Langkah Penghapusan KDRT
1. Membangun kesadaran bahwa persoalan KDRT adalah permasalahan sosial bukan individu
2. Mendorong para korban untuk berani mengemukakan persoalan kasusnya, tidak saja pada
     keluarga/kerabat, tetapi juga lembaga yang mendampinginya.

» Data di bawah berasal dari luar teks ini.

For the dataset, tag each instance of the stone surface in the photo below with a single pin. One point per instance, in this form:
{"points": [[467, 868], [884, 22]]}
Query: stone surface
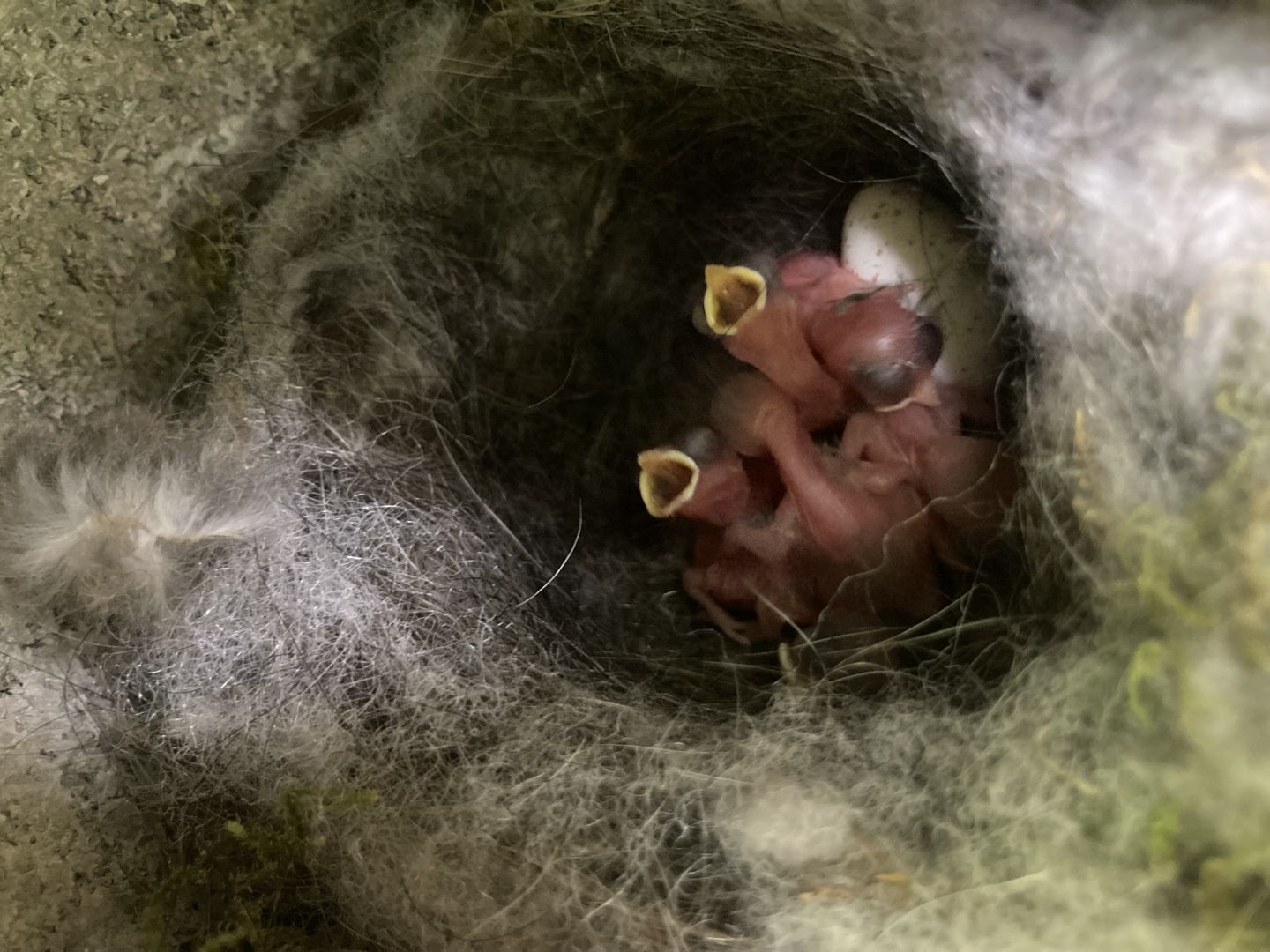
{"points": [[121, 121]]}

3. Mendampingi para korban untuk menghadapi dan menyelesaikan serta mengupayakan
    persoalan kekerasan
4. Mendorong korban KDRT untuk lebih berani:

a. Menceritakan apa yang dialaminya kepada Keluarga/ Orang Lain
b. Melapor kepada polisi apabila terjadi atau penganiayaan
c. Meminta pemeriksaan/ Visum dokter atas luka yang diderita

Penerapan Hukum Terhadap KDRT
         Dalam penanggulangan KDRT, Hukum Positif yaitu KUHP yang berlaku saat ini tidak mengatur tentang ancaman hukuman minimum sehingga sering tidak mencerminkan keadilan bagi korban. Disamping itu KDRT juga bukan merupakan delik pidana umum tetapi merupakan delik pidana aduan yang artinya perbuatan pidana tersebut baru dikenai sanksi hukum apabila terjadi pengaduan dari pihak yang dirugikan. Diharapkan para penegak hukum dapat berperan sebagai katalisator kesenjangan antara hukum positif dengan nilai-nilai yang berkembang dimasyarakat termasuk penyediaan sarana dan prasarana dalam UU No.23 Tahun 2004 tentang Penghapusan KDRT dibedakan tindak KDRT yang merupakan delik umum dan delik aduan.